Twelve American climbers, all capable and strong young men, converged in almost poetic and Shakespearian style to tackle the peak together. The team of 12 was born by random circumstance from two separate groups of three and nine, with both groups seeking a climbing permit at the same time. The National Park Service regulations stipulated that climbers be vetted for ability, and as distinct entities, the two smaller groups were apparently deemed to be lacking, but together, they passed muster and a permit was granted.
Even at the time, this did not sit well with veterans of the mountain, namely Brad Washburn, a three-time summiter and a famed photographer and cartographer of the peak. Tabor includes in his book, along with many maps and photographs, a fascinating exchange of increasingly testy letters that passed between Washburn and the leader of the expedition, Joe Wilcox. Washburn believed that the men were deficient in their collective qualifications and were simply publicity seekers. Wilcox, unsurprisingly, bristled and shot back, setting the stage for a toxic cloud that would persist over the whole expedition.

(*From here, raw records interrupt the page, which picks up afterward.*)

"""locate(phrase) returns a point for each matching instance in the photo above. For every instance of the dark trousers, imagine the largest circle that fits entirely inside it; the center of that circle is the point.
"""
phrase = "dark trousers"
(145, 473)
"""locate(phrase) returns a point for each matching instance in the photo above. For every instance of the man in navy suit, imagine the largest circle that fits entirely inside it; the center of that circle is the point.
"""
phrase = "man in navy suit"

Given that two groups of climbers, each with their own leaders, were pushed together by the bureaucratic entity that had decided their fates, there was the added tension of an understandable discord between the two ambitious and somewhat cocky young leaders, Wilcox and Howard Snyder. Tabor notes that an instant dislike flared up upon the team’s first meeting on the flanks of Mount Rainier, where they met for a practice climb. The disgruntled leaders set the tone for the rest of the men, and the smaller group of three never assimilated, which proved to be a contributing factor when things took a deadly turn high on the mountain.
With deliberate attention to detail, Tabor quickly has the reader climbing the mountain with the men, feeling the wind and the biting cold and sensing the aura of unease and impending doom that seemed to hover over the expedition from the start. From thorough interviews with survivors, and from National Park Service logbooks, Tabor assembles a puzzle made up of small, cracked pieces that were never meant to fit together. Conflicting accounts about the events that occurred near the summit during those terrible days makes Tabor’s account read like a fascinating novel. Well-supported and researched facts reinforce the author’s speculation about how seven of the men met their final demise on the upper slopes of the mountain during a historic storm.
Even before the unprecedented weather system gripped the mountain, the men’s chances diminished due to several mistakes that proved fatal; for example, not enough route-marking wands were carried high, almost guaranteeing that the route would be obscured by the hurricane-force winds that pummeled McKinley’s upper ridges.
Careful to clarify that there was plenty of blame to go around, Tabor goes into detail about the role the National Park Service played in the drama that unfolded on the mountain.
Despite all 12 men topping out in two tangled groups of egos, success would not be a word left floating about after the fog cleared over the events that took place after the summit was reached. Triumph rapidly shifted to tragedy, as a storm of epic proportions sets up camp over the mountain, stranding seven of the climbers up high for 10 days, unreachable by rescuers and critics, alike.
Once disaster strikes, the narrative plows along between the frigid, deep snows of the stranded climbers’ hastily built ice caves and the space-heater-warmed confines of the Park Service’s point station far below. Promised air drops of supplies never materialize, as I’s need to be dotted and T’s crossed up the line of governmental command, a problem which, Tabor insists, directly impacted the tragic outcome.
What the reader is ultimately left with is the sense that endeavors such as summiting Mount McKinley exist on a knife’s edge, where any small imperfection — poorly placed wands, a Park Service more concerned with their regulations and protocols or even the lack of harmony within a group — can send events into a downward spiral … right into the history books.